The paper focuses on attacks with limited exploration of defenses—only a few prompt-level defenses are evaluated, and token-level sanitization or architecture-level defenses such as ASIDE are not explored.
It remains unevaluated whether models can be trained to ignore role labels appearing within tool-returned data.

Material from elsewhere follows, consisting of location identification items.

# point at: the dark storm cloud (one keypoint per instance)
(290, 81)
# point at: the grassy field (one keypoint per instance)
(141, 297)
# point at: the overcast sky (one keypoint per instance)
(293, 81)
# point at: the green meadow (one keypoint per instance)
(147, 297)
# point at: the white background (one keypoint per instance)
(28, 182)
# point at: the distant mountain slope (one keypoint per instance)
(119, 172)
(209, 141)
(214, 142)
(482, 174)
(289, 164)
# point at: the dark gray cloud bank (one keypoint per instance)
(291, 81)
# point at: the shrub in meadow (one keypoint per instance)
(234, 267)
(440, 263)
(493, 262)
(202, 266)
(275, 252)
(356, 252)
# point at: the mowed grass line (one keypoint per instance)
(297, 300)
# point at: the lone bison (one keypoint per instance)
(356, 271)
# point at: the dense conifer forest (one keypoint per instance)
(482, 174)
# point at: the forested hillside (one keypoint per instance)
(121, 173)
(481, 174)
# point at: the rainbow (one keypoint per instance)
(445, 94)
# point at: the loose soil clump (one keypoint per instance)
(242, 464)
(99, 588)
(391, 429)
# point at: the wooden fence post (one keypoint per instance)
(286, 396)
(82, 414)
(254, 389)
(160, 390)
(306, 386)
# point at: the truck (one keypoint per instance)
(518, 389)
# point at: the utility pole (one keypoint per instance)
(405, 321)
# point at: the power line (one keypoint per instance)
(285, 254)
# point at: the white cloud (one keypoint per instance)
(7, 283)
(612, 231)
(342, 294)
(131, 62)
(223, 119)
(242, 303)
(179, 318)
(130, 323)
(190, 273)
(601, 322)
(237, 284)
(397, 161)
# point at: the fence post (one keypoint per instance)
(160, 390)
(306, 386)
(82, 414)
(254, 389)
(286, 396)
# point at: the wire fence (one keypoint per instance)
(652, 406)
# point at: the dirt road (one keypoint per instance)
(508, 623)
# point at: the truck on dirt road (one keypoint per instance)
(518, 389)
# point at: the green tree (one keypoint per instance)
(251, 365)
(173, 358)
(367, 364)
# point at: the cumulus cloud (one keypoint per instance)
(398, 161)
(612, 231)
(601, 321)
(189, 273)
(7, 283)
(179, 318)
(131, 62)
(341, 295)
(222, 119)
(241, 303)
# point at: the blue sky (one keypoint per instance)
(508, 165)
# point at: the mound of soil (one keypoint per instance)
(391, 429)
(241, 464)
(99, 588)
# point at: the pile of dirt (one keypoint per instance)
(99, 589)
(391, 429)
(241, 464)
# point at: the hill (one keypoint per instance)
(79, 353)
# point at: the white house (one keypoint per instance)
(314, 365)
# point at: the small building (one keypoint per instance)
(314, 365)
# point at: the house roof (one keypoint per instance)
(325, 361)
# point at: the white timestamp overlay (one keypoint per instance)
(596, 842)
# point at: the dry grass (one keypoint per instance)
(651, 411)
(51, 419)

vs. ASIDE (Zverev et al., 2025): ASIDE architecturally separates instructions from data via orthogonal rotation, making it a natural candidate defense against ChatInject. The attacks demonstrated in this paper serve as concrete instances of the problem ASIDE aims to solve.
vs. ChatBug (Jiang et al., 2024): ChatBug replaces safety tokens to break safety alignment (jailbreaking), whereas ChatInject forges role labels to achieve indirect injection. The objectives differ, but the underlying mechanisms are analogous.
vs. Instruction Hierarchy (Wallace et al., 2024): That work's defense relies on role labels for priority stratification, but ChatInject demonstrates that role labels themselves can be forged, fundamentally undermining this defense.

Rating¶

Novelty: ⭐⭐⭐⭐ First systematic study of chat template structure as an attack vector; the application of multi-turn simulation within a single injection is a notable contribution.
Experimental Thoroughness: ⭐⭐⭐⭐⭐ 9 frontier models (including 3 closed-source) × 2 benchmarks × cross-model transferability × defense evaluation.
Writing Quality: ⭐⭐⭐⭐ Attack motivation and experimental design are clear, though the tables are data-dense.
Value: ⭐⭐⭐⭐ Exposes a fundamental vulnerability in LLM agent security with important implications for both security research and engineering practice.